Home Power magazine also had a recent discussion about interties and "islanding." For example - what if you and your next door neighbor(s) are all selling power back to the grid? Wouldn't the power you are both putting on the grid cause your interties to think the power were still on and pose a hazard to the utility worker? In short, modern interties would easily detect the fact that the power still seen on the line was not of the same "quality" and would disconnect. HP goes further to claim that there has never been an injury from such a system.

My utility wants to charge $15US per month just to keep you on a list of people who could possibly sell back power, weather or not you actually do. They claim this is in the name of safety, yet they refuse to provide any evidence of a problem encountered anywhere.

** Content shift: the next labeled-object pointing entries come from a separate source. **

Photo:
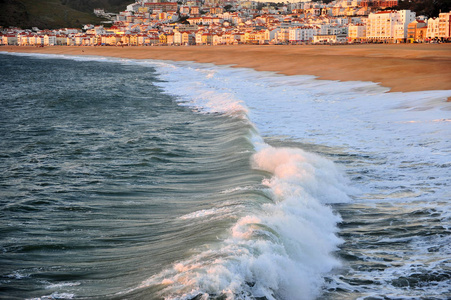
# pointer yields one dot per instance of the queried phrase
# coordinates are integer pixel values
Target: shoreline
(400, 67)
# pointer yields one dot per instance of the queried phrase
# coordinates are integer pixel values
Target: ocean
(144, 179)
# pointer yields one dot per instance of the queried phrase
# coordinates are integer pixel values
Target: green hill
(50, 14)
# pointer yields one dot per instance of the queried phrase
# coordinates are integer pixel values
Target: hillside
(51, 14)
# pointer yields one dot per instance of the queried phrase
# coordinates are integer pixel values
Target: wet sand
(400, 67)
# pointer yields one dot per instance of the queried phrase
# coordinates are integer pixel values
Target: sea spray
(281, 247)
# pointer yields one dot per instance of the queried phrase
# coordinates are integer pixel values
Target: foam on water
(394, 149)
(392, 146)
(280, 249)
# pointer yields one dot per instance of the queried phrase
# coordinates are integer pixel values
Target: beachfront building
(329, 39)
(10, 39)
(416, 32)
(432, 29)
(389, 26)
(356, 33)
(444, 26)
(302, 34)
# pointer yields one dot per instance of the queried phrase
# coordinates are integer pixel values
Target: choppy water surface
(143, 179)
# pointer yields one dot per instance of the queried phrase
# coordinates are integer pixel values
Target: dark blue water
(128, 179)
(96, 165)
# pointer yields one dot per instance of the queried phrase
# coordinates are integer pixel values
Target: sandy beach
(400, 67)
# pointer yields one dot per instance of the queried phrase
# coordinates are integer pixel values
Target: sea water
(133, 179)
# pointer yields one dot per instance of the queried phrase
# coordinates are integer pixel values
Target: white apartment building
(389, 26)
(444, 26)
(301, 34)
(356, 33)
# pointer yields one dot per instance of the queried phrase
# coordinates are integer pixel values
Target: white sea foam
(397, 148)
(284, 249)
(281, 249)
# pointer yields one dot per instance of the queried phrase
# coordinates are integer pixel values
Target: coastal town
(219, 22)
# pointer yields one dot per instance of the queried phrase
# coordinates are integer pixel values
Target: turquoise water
(123, 179)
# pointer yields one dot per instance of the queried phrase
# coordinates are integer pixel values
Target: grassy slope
(46, 14)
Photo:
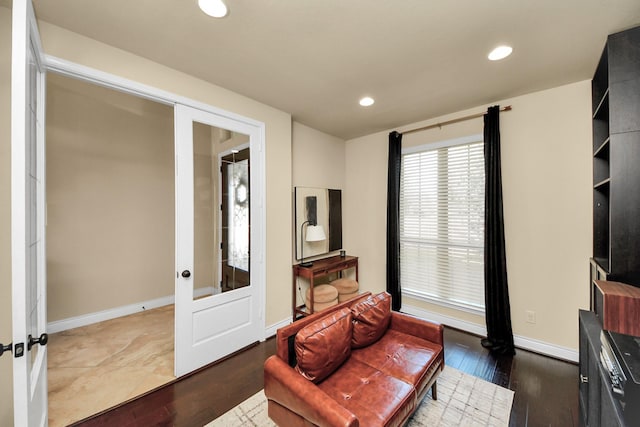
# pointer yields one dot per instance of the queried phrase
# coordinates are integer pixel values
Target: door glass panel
(221, 210)
(235, 246)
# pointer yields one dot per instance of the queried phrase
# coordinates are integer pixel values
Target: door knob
(44, 338)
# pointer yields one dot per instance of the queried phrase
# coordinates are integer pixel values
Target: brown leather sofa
(355, 364)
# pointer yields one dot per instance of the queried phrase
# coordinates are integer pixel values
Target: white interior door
(214, 319)
(28, 219)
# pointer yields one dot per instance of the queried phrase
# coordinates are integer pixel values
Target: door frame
(111, 81)
(27, 199)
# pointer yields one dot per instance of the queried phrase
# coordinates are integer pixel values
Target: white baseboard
(525, 343)
(112, 313)
(271, 330)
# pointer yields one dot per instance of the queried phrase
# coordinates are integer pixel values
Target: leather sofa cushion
(347, 297)
(377, 399)
(324, 345)
(402, 356)
(371, 319)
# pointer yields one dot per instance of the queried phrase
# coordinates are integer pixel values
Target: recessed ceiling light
(213, 8)
(367, 101)
(500, 52)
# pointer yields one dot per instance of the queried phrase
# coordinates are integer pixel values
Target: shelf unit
(616, 155)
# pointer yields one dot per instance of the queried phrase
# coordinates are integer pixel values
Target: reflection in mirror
(221, 210)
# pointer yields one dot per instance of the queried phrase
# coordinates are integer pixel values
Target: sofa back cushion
(371, 319)
(322, 346)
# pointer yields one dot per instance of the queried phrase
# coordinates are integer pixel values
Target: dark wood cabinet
(616, 153)
(320, 268)
(598, 406)
(616, 229)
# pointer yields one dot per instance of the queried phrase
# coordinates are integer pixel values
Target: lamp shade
(315, 233)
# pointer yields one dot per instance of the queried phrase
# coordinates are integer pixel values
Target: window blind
(442, 224)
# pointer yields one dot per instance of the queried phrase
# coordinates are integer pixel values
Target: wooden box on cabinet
(618, 307)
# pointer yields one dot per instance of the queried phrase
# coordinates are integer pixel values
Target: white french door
(214, 319)
(28, 259)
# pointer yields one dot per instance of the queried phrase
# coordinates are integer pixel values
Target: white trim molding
(272, 329)
(114, 313)
(525, 343)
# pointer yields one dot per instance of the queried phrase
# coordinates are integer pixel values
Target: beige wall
(317, 158)
(110, 199)
(6, 375)
(73, 47)
(546, 169)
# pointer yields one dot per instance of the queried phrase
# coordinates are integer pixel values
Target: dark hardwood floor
(546, 389)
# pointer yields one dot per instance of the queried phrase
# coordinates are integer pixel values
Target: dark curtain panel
(393, 220)
(496, 294)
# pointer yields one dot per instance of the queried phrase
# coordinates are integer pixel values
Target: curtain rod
(448, 122)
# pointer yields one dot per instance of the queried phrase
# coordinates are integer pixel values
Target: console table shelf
(320, 268)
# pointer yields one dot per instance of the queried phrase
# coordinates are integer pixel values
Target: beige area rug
(463, 400)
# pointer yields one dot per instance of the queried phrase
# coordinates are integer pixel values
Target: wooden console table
(320, 268)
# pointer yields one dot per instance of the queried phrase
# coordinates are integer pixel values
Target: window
(442, 223)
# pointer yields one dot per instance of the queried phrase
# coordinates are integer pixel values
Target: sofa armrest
(421, 328)
(287, 387)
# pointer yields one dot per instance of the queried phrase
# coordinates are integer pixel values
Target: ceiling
(314, 59)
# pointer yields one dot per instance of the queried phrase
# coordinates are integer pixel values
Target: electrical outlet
(531, 316)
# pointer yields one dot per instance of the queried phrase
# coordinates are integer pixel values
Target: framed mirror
(320, 209)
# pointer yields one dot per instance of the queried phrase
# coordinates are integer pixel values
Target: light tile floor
(95, 367)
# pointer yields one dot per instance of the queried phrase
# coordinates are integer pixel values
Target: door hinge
(18, 350)
(4, 348)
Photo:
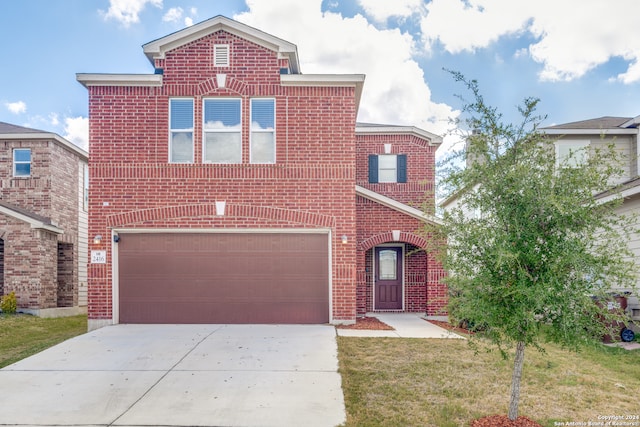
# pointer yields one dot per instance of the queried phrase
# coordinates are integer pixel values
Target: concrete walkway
(406, 325)
(180, 375)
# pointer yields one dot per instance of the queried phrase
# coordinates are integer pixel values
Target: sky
(581, 58)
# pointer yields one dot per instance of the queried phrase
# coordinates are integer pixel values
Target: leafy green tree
(530, 251)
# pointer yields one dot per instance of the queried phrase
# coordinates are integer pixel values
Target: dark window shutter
(373, 168)
(402, 168)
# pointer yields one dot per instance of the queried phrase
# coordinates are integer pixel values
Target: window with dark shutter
(388, 168)
(402, 168)
(373, 168)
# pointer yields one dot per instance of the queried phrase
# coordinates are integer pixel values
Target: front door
(388, 278)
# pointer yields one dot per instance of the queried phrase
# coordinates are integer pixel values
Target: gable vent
(221, 55)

As long as you pass the relevant inspections I don't understand why it should be treated any differently than any new house being attached to the grid. In my state, however, individuals have little sway over our "Public" Utility Commission. The rules will be specific to the body governing your utilities.

CT

Soapy Sam
22nd February 2006, 07:36 AM
RichardM- Dinna wheenge! You could have had all the wind power in the world, but for yer petty NIMBY niggling!:D

richardm
22nd February 2006, 08:12 AM
Hehe...

[NIMBY justification]
We never said we didn't like little community-sized wind turbines, it's hundreds of gigantic ones we're not keen on.
[/NIMBY justification]

:D

By the way although the threat to Ardnamurchan has gone away for the present moment we don't think it's completely nixed (http://www.fairwind.org.uk/) yet, with Morvern still in the firing line.

brodski
22nd February 2006, 08:40 AM
This is indeed an argument trotted out by the utilities. Many interties are now built with a disconnect as part of the unit. You can also buy separate disconnect units. The manufacturers typically promise that you will automatically be disconnected when utility power goes out in a small enough number of nanoseconds that you cannot harm a utility worker.

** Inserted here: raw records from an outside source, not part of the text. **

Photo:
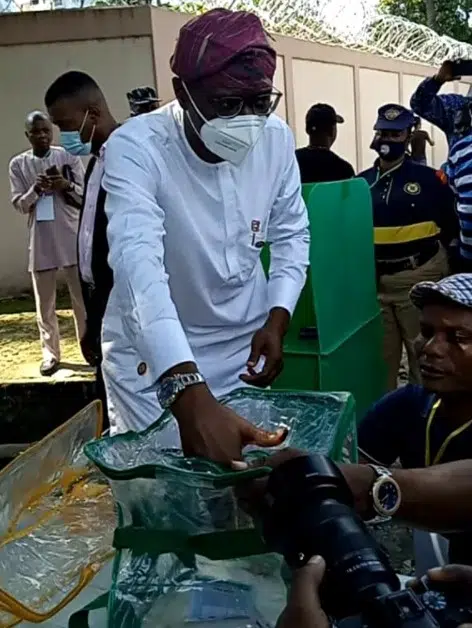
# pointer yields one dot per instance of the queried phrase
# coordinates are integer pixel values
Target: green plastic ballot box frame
(334, 341)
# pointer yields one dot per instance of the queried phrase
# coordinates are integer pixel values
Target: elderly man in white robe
(194, 191)
(47, 186)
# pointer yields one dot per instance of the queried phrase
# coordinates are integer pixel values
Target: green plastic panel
(342, 260)
(339, 300)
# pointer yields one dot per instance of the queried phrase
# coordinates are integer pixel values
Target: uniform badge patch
(142, 368)
(412, 188)
(392, 114)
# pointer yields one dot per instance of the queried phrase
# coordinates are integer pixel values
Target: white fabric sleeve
(288, 235)
(136, 240)
(23, 198)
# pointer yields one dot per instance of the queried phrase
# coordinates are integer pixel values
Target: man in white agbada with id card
(194, 190)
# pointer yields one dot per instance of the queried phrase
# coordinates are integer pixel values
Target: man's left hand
(58, 183)
(266, 342)
(303, 608)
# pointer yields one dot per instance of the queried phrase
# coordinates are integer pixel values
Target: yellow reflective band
(406, 233)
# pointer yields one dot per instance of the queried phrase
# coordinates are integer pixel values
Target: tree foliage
(446, 17)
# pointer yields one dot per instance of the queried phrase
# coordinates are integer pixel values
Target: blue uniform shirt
(413, 208)
(395, 428)
(442, 111)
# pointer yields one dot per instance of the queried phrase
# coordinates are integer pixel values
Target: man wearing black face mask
(414, 222)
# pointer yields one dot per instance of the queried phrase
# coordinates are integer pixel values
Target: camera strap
(442, 449)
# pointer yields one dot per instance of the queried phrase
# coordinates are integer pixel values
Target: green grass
(20, 348)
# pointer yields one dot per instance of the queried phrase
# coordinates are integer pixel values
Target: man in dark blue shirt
(429, 424)
(452, 113)
(414, 222)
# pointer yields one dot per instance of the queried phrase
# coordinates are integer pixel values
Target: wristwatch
(385, 492)
(171, 387)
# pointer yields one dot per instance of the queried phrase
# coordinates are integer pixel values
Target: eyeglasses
(260, 104)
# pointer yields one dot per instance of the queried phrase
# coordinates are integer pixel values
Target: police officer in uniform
(415, 225)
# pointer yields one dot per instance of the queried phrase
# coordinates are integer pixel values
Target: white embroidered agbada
(185, 241)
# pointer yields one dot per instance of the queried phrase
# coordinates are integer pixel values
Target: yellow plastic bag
(56, 522)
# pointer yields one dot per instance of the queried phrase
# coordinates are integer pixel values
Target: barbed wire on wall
(353, 24)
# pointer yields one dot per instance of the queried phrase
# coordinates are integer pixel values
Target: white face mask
(229, 138)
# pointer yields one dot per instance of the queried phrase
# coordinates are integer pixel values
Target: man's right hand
(303, 608)
(446, 72)
(42, 185)
(210, 430)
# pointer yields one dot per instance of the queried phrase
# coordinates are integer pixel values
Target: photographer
(306, 508)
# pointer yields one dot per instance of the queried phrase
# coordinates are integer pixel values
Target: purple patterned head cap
(227, 49)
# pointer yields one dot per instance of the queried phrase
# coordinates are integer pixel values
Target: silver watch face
(387, 495)
(167, 391)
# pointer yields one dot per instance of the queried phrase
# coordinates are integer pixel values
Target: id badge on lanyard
(442, 449)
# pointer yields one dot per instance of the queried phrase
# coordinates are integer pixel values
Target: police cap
(394, 118)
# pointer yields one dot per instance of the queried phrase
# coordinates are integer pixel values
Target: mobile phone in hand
(462, 67)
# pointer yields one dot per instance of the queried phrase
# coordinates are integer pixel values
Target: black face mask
(388, 150)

Home Power magazine also had a recent discussion about interties and "islanding." For example - what if you and your next door neighbor(s) are all selling power back to the grid? Wouldn't the power you are both putting on the grid cause your interties to think the power were still on and pose a hazard to the utility worker? In short, modern interties would easily detect the fact that the power still seen on the line was not of the same "quality" and would disconnect. HP goes further to claim that there has never been an injury from such a system.

My utility wants to charge $15US per month just to keep you on a list of people who could possibly sell back power, weather or not you actually do. They claim this is in the name of safety, yet they refuse to provide any evidence of a problem encountered anywhere.

As long as you pass the relevant inspections I don't understand why it should be treated any differently than any new house being attached to the grid. In my state, however, individuals have little sway over our "Public" Utility Commission. The rules will be specific to the body governing your utilities.

CT
Thanks for that. Odly enough when I was lookign at micro generation (arrond 2001), it was the utility companies who where all for it, but the regulators who where wary.